Un padroncino, il suo braccio destro, la crisi che sta desertificando il nordest, la commistione tra politica e affari per far girare un po’ di soldi in una regione che ha visto spostare oltre confine fabbriche e fabbrichette. I profitti non si fanno costruendo scarponi da sci, ma neppure con il tessile o la meccanica di precisione come in passato. Adesso la torta da spartire riguarda l’urbanizzazione di aree in disuso; oppure costruendo piccole città fortificate e immuni alla realtà circostante per chi ha accumulato soldi negli anni passati. E poi c’è una banca, grande milanese, che copre una spericolata speculazione edilizia per poi ritirarsi a causa di uno scontro di potere che dovrebbe portare alla cacciata all’amministratore delegato da troppo tempo incollato alla sua sedia. E quando la Banca chiude le linee di credito, l’«effetto domino» prende il via.

Effetto domino è anche il titolo di un romanzo scritto dall’avvocato Romolo Bugaro che Einaudi ha dato poco mandato alle stampe (pp. 228, euro 19.50). La storia si sviluppa senza grandi drammi o colpi di scena.. L’autore si concentra sulle motivazioni che hanno portato tutti i protagonisti a imbarcarsi nella operazione immobiliare. Hanno creduto, chi più chi meno, alla grande favola della terza Italia, cioè quel modello di capitalismo e di relazioni sociali che ha fatto versare a scrittori, sociologi, economisti e politici ettolitri di inchiostro per magnificare il capitalismo molecolare, la versione italica del «self Made man» dove con il sudore della fronte e l’inventiva si potevano accumulare ricchezza. I sogni sono diventati nel tempo incubi. La crisi ha solo dato il colpo di grazia. Prima ci avevano pensato i nuovi protagonisti dell’economia globale, che potevano mettere sul mercato le stesse merci, ma a prezzi stracciati.

Certo, si può galleggiare, accontentarsi dei piccoli affari, che fanno avere dignitosi conti in banca, ma che raramente però superano le sei, sette cifre. Ma il sudore della fronte versato ha bruciato le energie, la voglia di vivere. Dunque bisogna assolutamente fare il colpo gobbo, quello che consente di tirare i remi in barca e godersi la vita. È cosi si può rischiare di fare il passo più lungo della gamba. La caduta è rovinosa, perché avviene quando il progetto imbocca l’ultimo rettilineo.

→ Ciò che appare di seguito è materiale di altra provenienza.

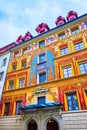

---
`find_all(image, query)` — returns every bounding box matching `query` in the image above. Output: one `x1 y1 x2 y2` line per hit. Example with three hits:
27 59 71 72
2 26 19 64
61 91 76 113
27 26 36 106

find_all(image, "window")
75 42 84 51
85 90 87 96
38 96 45 105
4 102 10 116
60 47 68 55
66 93 79 111
22 61 26 68
23 48 27 54
39 41 45 48
39 53 45 63
58 33 66 40
2 58 7 67
9 81 14 90
0 72 4 81
71 27 79 34
79 62 87 74
19 79 25 88
39 72 46 83
12 64 17 71
14 51 19 57
63 66 72 78
16 101 22 115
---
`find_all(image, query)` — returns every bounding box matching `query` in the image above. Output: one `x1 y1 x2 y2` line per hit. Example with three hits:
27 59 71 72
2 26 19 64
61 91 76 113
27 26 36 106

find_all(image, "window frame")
37 96 46 105
8 80 14 90
1 57 7 67
4 102 11 116
19 78 25 88
12 63 17 71
58 31 66 40
15 100 23 115
60 46 69 56
0 71 4 81
37 70 47 84
21 60 26 69
74 41 85 51
65 91 79 111
14 51 19 58
71 26 80 35
62 64 73 78
78 61 87 74
22 47 28 54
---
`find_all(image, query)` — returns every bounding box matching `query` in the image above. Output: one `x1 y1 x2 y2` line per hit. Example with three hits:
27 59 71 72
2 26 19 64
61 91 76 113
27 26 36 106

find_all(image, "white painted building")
0 51 10 100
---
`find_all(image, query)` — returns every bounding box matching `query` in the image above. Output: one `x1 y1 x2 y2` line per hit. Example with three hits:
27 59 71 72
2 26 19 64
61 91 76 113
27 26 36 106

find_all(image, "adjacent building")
0 11 87 130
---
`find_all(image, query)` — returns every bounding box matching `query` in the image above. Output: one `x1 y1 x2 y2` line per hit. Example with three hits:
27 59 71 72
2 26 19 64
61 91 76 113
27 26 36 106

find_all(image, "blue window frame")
16 101 22 115
63 66 72 78
75 42 84 51
39 40 45 48
60 47 68 55
39 72 46 83
39 53 45 63
58 33 66 40
38 96 45 104
71 27 79 34
67 93 79 111
79 62 87 74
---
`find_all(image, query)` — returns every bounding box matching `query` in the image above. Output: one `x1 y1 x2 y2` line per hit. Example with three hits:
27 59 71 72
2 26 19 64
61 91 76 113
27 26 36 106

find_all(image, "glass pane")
39 41 45 48
39 73 46 83
39 54 45 63
16 101 22 115
38 96 45 104
67 94 79 111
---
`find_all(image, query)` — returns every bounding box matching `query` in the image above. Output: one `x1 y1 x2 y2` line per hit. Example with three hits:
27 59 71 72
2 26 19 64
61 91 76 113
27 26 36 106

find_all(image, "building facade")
0 52 10 100
0 11 87 130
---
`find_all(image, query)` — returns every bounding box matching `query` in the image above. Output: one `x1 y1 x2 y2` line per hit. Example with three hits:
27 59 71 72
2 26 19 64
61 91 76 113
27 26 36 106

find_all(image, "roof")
20 102 63 110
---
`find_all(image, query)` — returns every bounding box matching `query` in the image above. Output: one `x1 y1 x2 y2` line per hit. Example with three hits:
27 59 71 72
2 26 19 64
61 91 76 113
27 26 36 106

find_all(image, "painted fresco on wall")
30 50 54 84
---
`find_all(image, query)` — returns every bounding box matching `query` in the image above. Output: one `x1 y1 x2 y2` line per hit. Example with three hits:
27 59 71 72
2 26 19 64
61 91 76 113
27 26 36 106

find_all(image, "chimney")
16 35 24 44
23 32 33 41
55 16 66 26
36 23 50 34
66 11 78 21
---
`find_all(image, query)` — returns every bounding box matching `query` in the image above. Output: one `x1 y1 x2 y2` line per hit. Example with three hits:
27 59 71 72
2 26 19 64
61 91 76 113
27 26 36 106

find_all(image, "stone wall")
62 110 87 130
0 116 23 130
0 110 87 130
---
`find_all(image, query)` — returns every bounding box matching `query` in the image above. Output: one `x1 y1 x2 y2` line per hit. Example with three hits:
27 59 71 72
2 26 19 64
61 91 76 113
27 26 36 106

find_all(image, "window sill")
37 61 47 65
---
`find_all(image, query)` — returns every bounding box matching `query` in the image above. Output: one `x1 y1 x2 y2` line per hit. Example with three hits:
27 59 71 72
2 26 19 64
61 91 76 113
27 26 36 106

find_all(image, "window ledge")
37 61 47 65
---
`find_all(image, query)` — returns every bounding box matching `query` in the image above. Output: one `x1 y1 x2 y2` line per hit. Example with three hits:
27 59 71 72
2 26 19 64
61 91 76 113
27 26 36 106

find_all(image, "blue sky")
0 0 87 48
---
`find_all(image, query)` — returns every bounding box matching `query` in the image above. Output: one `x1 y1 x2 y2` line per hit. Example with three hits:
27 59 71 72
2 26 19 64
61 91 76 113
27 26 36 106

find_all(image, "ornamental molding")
33 87 49 96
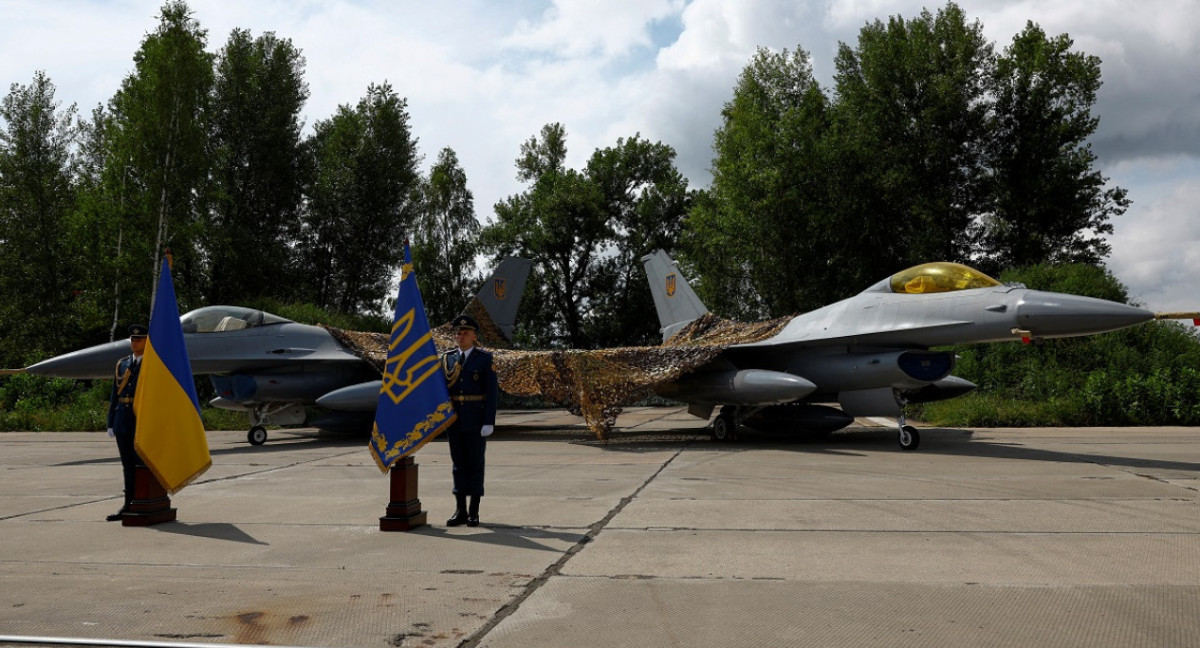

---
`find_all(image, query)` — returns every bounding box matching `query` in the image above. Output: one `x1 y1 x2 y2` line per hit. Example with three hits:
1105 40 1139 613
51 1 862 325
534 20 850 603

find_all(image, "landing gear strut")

Tutto comincia a precipitare. Il fallimento è l’unica certezza.

Si fermano i cantieri, i materiali per continuare i lavori sono bloccati. Le imprese che partecipano come fornitori si sono indebitate e non hanno alternative che la chiusura. I giornali cominciano a parlare di lavoratori lasciati senza stipendio, di licenziamenti, di operazioni arrischiate, di irresponsabilità. Il suicidio di un piccolo imprenditore è la ciliegina su un dolce che invece di ottima crema e è farcito di sconfitta, di disperazione, di fallimenti anche personali. Sia però chiaro che la cittadina per ricchi si farà, qualcuno interviene e farà profitti per centinaia di milioni di euro. «L’effetto domino si è esaurito». Il normale corso delle cose prende il sopravvento. Solo chi ha sperato nel colpaccio sa che niente sarà più come prima.

Difficile non mettere in relazione questo romanzo con altri sul nordest. Non c’è però nessun mistero da svelare, nessun losco affare da denunciare. Questa storia non è come quelle magistralmente narrate da Massimo Carlotto. Non c’è infatti l’afflato politico di denuncia di un sistema di vita e di potere che scorre come un fiume sotterraneo nei romanzi di Carlotto. Qui siamo di fronte alle vicende di piccoli padroncini che conducono una vita normale, senza grandi emozioni. Sono uomini e donne senza qualità. La loro esistenza è normale, fin troppo normale. L’autore ha scelto la strada dell’introspezione, delle aspettative tradite, dei sogni infranti. Ma alla fine emerge il declino, anzi la fine della terza Italia. La favola è finita. La realtà parla un altra lingua. Evidenzia suicidi, fallimenti, fuga di capitali, mentre chi rimane può accumulare altri soldi, ma solo sul fallimento di altri.